Minta Kapolres Kota Bima Dipecat

- Anggota DPRD NTB Mori Hanafi

MATARAM, MataramNews – Anggota DPRD NTB dari daerah pemilihan (dapil) enam Kabupaten Bima, Kota Bima dan Kabupaten Dompu Mori Hanafi menekankan agar Kapolres Kota Bima dipecat dari jabatannya saat ini.

Penekanan yang diungkapnya Mori Hanafi tersebut tidak lain karena Kapolres Kota Bima dibalik semua persoalan yang terjadi antara masyarakat dengan aparat kepolisian dilapangan. Sehingga, adanya korban jiwa dan luka-luka dari pihak masyarakat.
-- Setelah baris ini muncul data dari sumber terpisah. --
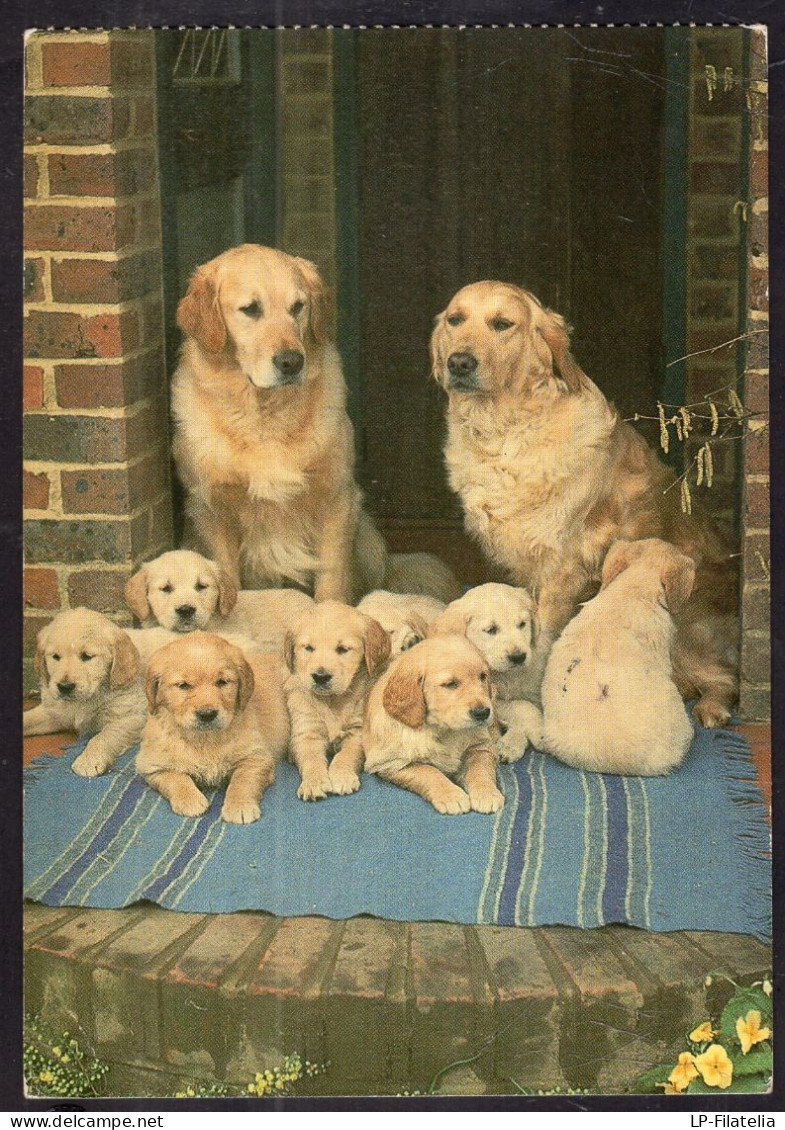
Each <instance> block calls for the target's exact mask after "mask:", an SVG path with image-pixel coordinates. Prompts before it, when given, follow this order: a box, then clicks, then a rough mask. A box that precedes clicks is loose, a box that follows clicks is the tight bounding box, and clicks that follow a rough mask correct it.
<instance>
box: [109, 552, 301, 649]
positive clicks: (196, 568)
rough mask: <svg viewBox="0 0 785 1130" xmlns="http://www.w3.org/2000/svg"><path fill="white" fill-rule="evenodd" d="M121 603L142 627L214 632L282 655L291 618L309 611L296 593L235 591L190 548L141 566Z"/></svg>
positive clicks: (290, 590)
mask: <svg viewBox="0 0 785 1130" xmlns="http://www.w3.org/2000/svg"><path fill="white" fill-rule="evenodd" d="M125 602H127V605H128V607H129V608H130V609H131V611H132V612H133V615H134V616H136V617H137V619H139V620H141V622H142V623H158V624H160V625H163V626H164V627H166V628H168V629H169V631H172V632H194V631H200V632H215V633H216V635H221V636H224V637H225V638H226V637H228V638H230V641H232V642H233V643H235V642H237V641H236V640H235V636H242V635H245V636H247V637H250V638H251V640H253V641H255V643H256V645H258V646H259V647H260V649H262V650H264V651H281V649H282V646H284V637H285V635H286V632H287V628H288V627H289V624H290V623H291V620H293V619H295V617H296V616H298V615H299V614H300V612H303V611H305V610H306V609H308V608H312V607H313V599H312V598H311V597H308V596H306V593H304V592H300V591H299V590H297V589H265V590H260V591H243V592H238V591H237V589H236V588H235V584H234V582H233V580H232V577H230V576H228V574H227V573H226V572H225V571H224V570H221V568H220V567H219V566H218V564H217V563H216V562H211V560H209V559H208V558H207V557H202V555H201V554H195V553H192V551H191V550H190V549H173V550H171V551H169V553H166V554H162V555H160V557H156V558H155V560H151V562H147V564H145V565H142V566H141V568H140V570H139V572H138V573H134V575H133V576H132V577H131V579H130V581H129V582H128V584H127V585H125ZM239 645H241V646H242V644H239Z"/></svg>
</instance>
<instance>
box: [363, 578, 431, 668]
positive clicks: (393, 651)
mask: <svg viewBox="0 0 785 1130" xmlns="http://www.w3.org/2000/svg"><path fill="white" fill-rule="evenodd" d="M357 608H358V610H359V611H360V612H365V615H366V616H373V618H374V619H375V620H376V622H377V623H378V624H381V625H382V627H383V628H384V631H385V632H386V633H387V635H389V636H390V654H391V655H393V657H394V655H400V654H401V652H402V651H407V649H409V647H413V646H415V644H416V643H420V641H421V640H425V637H426V635H427V634H428V625H429V624H430V623H431V620H435V619H436V617H437V616H441V615H442V612H443V611H444V609H445V608H446V605H445V603H444V601H442V600H436V599H435V598H434V597H424V596H421V594H419V593H411V592H410V593H402V592H385V591H384V590H383V589H375V590H374V592H369V593H368V596H367V597H363V599H361V600H360V602H359V605H358V606H357Z"/></svg>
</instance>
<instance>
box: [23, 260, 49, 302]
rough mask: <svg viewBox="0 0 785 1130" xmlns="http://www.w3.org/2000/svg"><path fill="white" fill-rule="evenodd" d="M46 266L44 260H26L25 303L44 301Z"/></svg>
mask: <svg viewBox="0 0 785 1130" xmlns="http://www.w3.org/2000/svg"><path fill="white" fill-rule="evenodd" d="M44 266H45V264H44V260H43V259H26V260H25V276H24V278H25V284H24V293H25V302H43V301H44V297H45V295H44Z"/></svg>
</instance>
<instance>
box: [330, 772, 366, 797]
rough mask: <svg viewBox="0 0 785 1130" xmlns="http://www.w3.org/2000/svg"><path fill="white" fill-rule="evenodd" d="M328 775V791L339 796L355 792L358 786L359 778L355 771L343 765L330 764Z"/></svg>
mask: <svg viewBox="0 0 785 1130" xmlns="http://www.w3.org/2000/svg"><path fill="white" fill-rule="evenodd" d="M329 776H330V792H333V793H335V794H337V796H339V797H348V796H349V793H352V792H357V790H358V789H359V786H360V779H359V777H358V776H357V774H356V773H355V771H354V770H350V768H347V766H344V765H337V766H335V765H331V766H330V770H329Z"/></svg>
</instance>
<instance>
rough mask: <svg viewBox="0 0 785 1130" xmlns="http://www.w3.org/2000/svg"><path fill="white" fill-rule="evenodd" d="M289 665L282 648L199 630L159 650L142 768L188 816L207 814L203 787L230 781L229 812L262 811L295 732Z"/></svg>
mask: <svg viewBox="0 0 785 1130" xmlns="http://www.w3.org/2000/svg"><path fill="white" fill-rule="evenodd" d="M285 676H286V669H285V667H284V663H282V660H280V659H279V658H278V657H277V655H267V654H262V653H254V654H252V655H248V657H245V655H244V654H243V652H242V651H241V650H239V649H238V647H235V646H234V644H230V643H229V642H228V641H227V640H224V638H223V637H221V636H217V635H212V634H210V633H204V632H192V633H190V634H189V635H186V636H184V637H183V638H180V640H175V642H174V643H171V644H168V645H167V646H166V647H162V649H160V651H158V652H156V654H155V655H154V657H152V660H151V662H150V664H149V666H148V669H147V678H146V690H147V701H148V704H149V711H150V713H149V716H148V719H147V723H146V725H145V732H143V735H142V740H141V746H140V748H139V754H138V755H137V771H138V772H139V773H141V775H142V776H143V777H145V780H146V781H147V783H148V784H149V785H150V786H151V788H152V789H155V790H156V791H157V792H159V793H160V794H162V796H163V797H165V798H166V800H168V802H169V805H171V806H172V810H173V811H175V812H177V814H178V815H180V816H201V814H202V812H204V811H207V809H208V807H209V801H208V799H207V797H206V796H204V793H203V792H201V790H200V789H199V788H198V785H197V782H199V783H200V784H204V785H219V784H223V782H224V781H227V782H228V783H227V785H226V797H225V799H224V806H223V808H221V817H223V818H224V819H225V820H227V822H228V823H229V824H252V823H253V822H254V820H256V819H259V817H260V815H261V812H260V801H261V798H262V796H263V793H264V791H265V790H267V789H269V788H270V785H271V784H272V783H273V781H274V779H276V765H277V764H278V762H279V760H280V759H281V757H282V756H284V754H285V753H286V747H287V742H288V740H289V715H288V713H287V709H286V698H285V697H284V678H285Z"/></svg>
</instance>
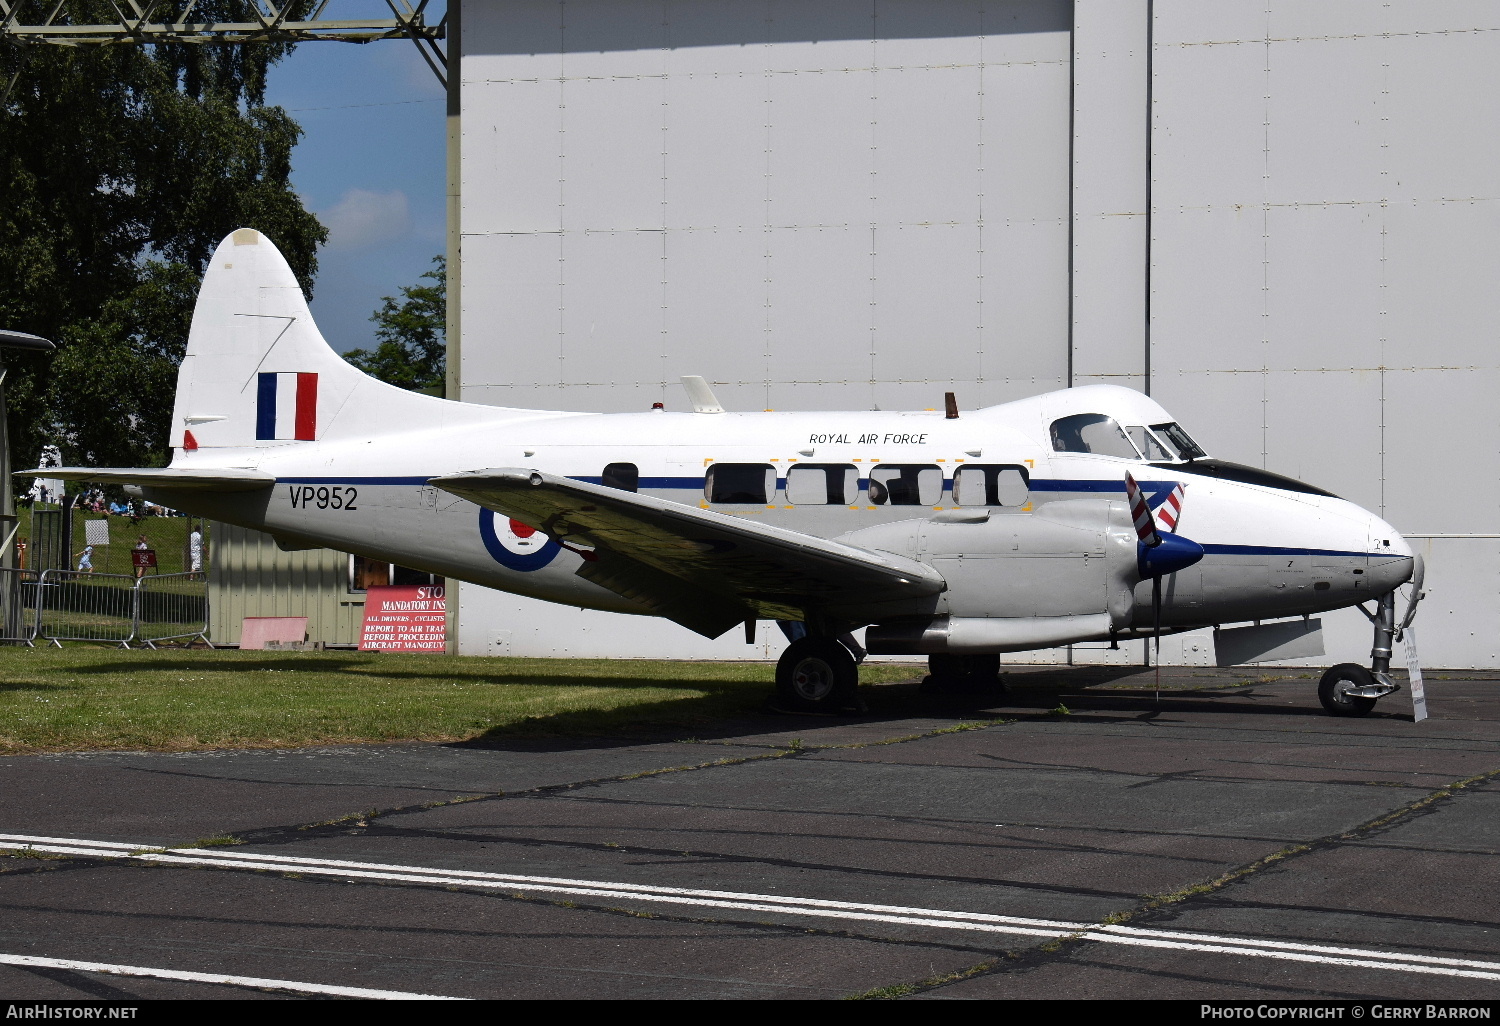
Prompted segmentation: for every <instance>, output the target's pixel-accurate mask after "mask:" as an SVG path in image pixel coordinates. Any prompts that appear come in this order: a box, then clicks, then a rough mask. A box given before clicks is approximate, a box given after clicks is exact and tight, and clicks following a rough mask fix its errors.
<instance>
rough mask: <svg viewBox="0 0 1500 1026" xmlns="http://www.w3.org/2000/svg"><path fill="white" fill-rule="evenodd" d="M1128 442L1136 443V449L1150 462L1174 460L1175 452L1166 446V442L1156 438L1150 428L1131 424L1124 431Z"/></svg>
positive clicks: (1151, 429)
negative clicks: (1165, 459)
mask: <svg viewBox="0 0 1500 1026" xmlns="http://www.w3.org/2000/svg"><path fill="white" fill-rule="evenodd" d="M1125 434H1128V435H1130V440H1131V441H1133V443H1136V449H1139V450H1140V452H1142V456H1145V458H1146V459H1151V460H1164V459H1166V460H1173V459H1176V458H1178V456H1176V452H1175V450H1173V449H1170V447H1169V446H1167V443H1164V441H1161V440H1160V438H1157V432H1154V431H1152V429H1151V428H1145V426H1142V425H1131V426H1130V428H1127V429H1125Z"/></svg>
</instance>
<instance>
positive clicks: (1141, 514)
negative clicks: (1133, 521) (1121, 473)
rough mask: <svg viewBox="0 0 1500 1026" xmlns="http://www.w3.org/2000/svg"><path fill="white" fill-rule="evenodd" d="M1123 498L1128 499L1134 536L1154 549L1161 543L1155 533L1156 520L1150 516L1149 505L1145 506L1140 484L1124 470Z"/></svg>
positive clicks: (1155, 533)
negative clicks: (1134, 527) (1134, 528)
mask: <svg viewBox="0 0 1500 1026" xmlns="http://www.w3.org/2000/svg"><path fill="white" fill-rule="evenodd" d="M1125 498H1127V499H1128V501H1130V516H1131V519H1133V520H1134V522H1136V537H1139V538H1140V543H1142V544H1145V546H1146V547H1148V549H1155V547H1157V546H1158V544H1161V535H1160V534H1157V520H1155V519H1152V516H1151V507H1149V505H1146V495H1145V492H1142V490H1140V484H1137V483H1136V478H1134V477H1133V475H1131V474H1130V472H1128V471H1127V474H1125Z"/></svg>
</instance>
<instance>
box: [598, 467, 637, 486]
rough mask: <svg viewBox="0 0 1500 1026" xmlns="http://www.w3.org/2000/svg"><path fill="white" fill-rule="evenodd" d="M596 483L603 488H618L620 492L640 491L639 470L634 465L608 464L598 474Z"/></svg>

Termasuk juga, penangkapan terhadap 49 orang yang dinilai memprofokasi aksi pemblokiran Pelabuhan Sape Kebupaten Bima. “Saya menuntut agar Kapolres Kota Bima itu dipecat karena gagal dalam menyelesaikan masalah yang ada,” kata Mori Hanafi yang dihubungi wartawan melalui saluran telepon beberapa waktu lalu.

Indikasi kegagalan dan permainan dibalik layar oleh Kapolres Kota Bima yaitu pembubaran ratusan demonstran yang memblokir Pelabuhan Sape, pada tanggal 24 Desember 2011 lalu. Akibat dari pembubaran tersebut, empat orang tewas karena terkena tembakan, dan puluhan lainnya luka tembak dan dipukul oleh aparat kepolisian.

Tidak itu saja, pada tanggal 26 Januari lalu, dimana ribuan masyarakat yang melaksanakan aksi pembakaran Kantor Bupati Kabupaten Bima, diduga ada aparat kepolisian yang mengeluarkan tembakan agar masyarakat menghentikan aksi anarkisnya. “Yang jelas, saya menilai Kapolres Kota Bima gagal, dan harus dipecat,” tegas Mori Hanafi yang juga Anggota Komisi II DPRD NTB.

Lebih jauh, Mori Hanafi memprediksi akan ada pergeseran pergerakan yang dilakukan oleh masyarakat. Semula menuntut pencabutan Surat Keputusan (SK) Nomor 188.45/347/004/2010, tertanggal 28 April 2010 yang memberikan izin usaha melaksanakan eksplorasi mineral emas dan mineral pengikutnya selama lima tahun di Lambu dan Sape pada PT Sumber Mineral Nusantara (PTSMN) seluas 24.980 hektare. Akan mengalami perubahan dengan menuntut agar Bupati Kabupaten Bima mundur dari jabatannya alias dipecat.

“Saya memprediksi, ada pergeseran pergerakan nantinya, semula menuntuk mencabut SK, kemungkinan menuntut agar Bupati Bima mundur,” kata Mori Hanafi seraya menambahkan kekecewaan masyarakat yang menolak tambang sudah memuncak. Itu terlihat dari aksi pembakaran kantor Bupati Bima. “Jadi, kantor Bupati Bima itu sebagai simbol Pemerintah Daerah dan negara, dan itu sudah dibakar, tinggal tersisa Musalla saja,” bebernya.

Apabali 49 orang yang ditahan, lanjut Mori Hanafi sudah dilepas, maka tentunya akan ada aksi yang lebih besar lagi. “Saya kira mereka ada dendam, jadi bisa saja aksi akan lebih besar, dan saya prediksi akan ada pergeseran pergerakan,” kata Mori Hanafi.